In 1965 Oom Stollie retired at sixty-seven years of age. His ever-increasing concern was to become involved in Christian witness to African people. He went to teach at Orhovelani High School at Thulamahashe fifteen miles east of the Arthurseat Mission in the south east part of Northern Province. They lived in the old mission home at Cottondale that lacked modern plumbing and electricity. He taught Bible, English and Afrikaans, and got up at two o'clock every morning to correct the many essays he gave the students to write. As a result of such dedication, his classes always achieved spectacular pass rates in the public matriculation examinations.

According to government policy the door was wide open for Christian witness. Oom Stollie was in charge of Sunday services for the boarding students. At school there were ten minutes of prayer each morning before classes. Bible study was part of the curriculum. Many students found the Lord through his ministry, both public and personal, during the eight years that he taught there. Students started a volunteer prayer meeting during their twenty minute mid-morning break.

Through Oom Stollie's ministry at the Cottondale Church, Willie Nkuna found the Lord. Oom Stollie asked the Lord to help him find opportunity to witness to at least one person each day.[1] When greeted, he always responded with the cheery and happy reply, "Dit gaan blikkies! (It goes great!)."

They retired to a home at Warmbaths north of Pretoria in the Northern Province. Oom Stollie placed a notice in a public place directing people to their home for personal counseling. He carried on a great ministry of prayer and correspondence. Always friendly and cheerful he had an encouraging word for everyone on all occasions. Children and young people loved him because he always joked with them.

Even in his nineties he never missed a prayer meeting or Sunday service.[2] While in hospital in Johannesburg shortly before he went to be with his Lord, he said to a nurse, "Sister, be careful with the blood you draw from me. It's blue blood. I'm a king's son." Pastor Kobie Vlok was with him during his last moments. Oom Stollie asked him to read a passage of Scripture and then pray and ask the Lord to strengthen Tannie (Talitha).
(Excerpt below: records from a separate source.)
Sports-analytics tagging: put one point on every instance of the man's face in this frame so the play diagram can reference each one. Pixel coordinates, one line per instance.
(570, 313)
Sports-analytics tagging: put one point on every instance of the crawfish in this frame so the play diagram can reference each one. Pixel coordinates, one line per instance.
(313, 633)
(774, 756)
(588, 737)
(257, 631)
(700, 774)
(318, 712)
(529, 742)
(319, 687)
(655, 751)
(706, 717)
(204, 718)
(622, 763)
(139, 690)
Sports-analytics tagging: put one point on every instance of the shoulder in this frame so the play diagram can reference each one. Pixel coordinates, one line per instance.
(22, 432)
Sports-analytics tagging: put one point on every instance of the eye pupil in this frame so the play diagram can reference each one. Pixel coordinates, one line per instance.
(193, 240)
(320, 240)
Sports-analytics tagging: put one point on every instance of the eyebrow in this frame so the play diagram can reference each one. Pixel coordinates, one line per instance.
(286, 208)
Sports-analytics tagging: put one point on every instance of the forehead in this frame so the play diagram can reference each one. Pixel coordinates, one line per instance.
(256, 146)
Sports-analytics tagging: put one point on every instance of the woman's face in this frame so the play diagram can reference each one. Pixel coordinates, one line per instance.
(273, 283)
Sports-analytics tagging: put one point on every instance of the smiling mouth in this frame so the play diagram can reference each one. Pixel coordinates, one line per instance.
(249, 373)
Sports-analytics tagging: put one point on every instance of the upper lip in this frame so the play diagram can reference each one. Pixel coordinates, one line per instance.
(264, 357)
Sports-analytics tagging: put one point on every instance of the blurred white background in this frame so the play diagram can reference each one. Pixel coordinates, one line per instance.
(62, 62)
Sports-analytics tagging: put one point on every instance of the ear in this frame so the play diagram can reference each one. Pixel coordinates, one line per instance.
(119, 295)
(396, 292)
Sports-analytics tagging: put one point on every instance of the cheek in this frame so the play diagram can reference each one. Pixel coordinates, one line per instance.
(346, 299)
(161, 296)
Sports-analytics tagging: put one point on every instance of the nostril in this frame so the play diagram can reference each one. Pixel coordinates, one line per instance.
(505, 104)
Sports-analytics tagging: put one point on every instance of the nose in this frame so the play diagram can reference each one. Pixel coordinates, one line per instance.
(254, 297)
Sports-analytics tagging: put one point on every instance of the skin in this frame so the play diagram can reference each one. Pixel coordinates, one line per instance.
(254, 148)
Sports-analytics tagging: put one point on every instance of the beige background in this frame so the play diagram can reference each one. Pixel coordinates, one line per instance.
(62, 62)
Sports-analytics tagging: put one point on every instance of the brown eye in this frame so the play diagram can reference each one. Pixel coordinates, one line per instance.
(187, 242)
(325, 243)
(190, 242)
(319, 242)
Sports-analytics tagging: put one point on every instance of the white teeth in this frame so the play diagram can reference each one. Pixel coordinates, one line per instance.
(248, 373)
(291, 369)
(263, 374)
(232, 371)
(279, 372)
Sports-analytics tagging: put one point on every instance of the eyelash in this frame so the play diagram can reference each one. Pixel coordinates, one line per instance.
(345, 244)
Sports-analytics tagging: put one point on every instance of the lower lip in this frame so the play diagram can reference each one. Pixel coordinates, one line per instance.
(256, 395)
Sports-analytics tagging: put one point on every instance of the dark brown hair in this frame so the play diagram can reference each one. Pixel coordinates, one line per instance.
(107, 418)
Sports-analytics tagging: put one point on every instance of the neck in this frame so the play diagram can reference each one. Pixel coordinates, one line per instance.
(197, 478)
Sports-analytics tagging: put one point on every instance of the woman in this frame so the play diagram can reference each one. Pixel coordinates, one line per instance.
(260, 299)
He passed away in absolute peace.[3]

Paul S. Dayhoff


Notes:

1. H. Hamlin, 1974, The Crack in the Wall: Vignettes of Two South African Nazarenes Who Typify the Emerging National Church. (Kansas City, MO: Nazarene Publishing House, 1974.), part 1.
2.Trans African,(Florida, Transvaal, South Africa: Africa Nazarene Publications, May-June 1988), p. 2.
3.Frans Erasmus, term paper for Lecturer Lorraine Booyens, Vanderbijlpark Satellite Bible College, 1991, using interviews with Rev. Louis Kriel, Rev. Jan Pater, Rev. G. S. Voges, and Rev. Kobie Vlok.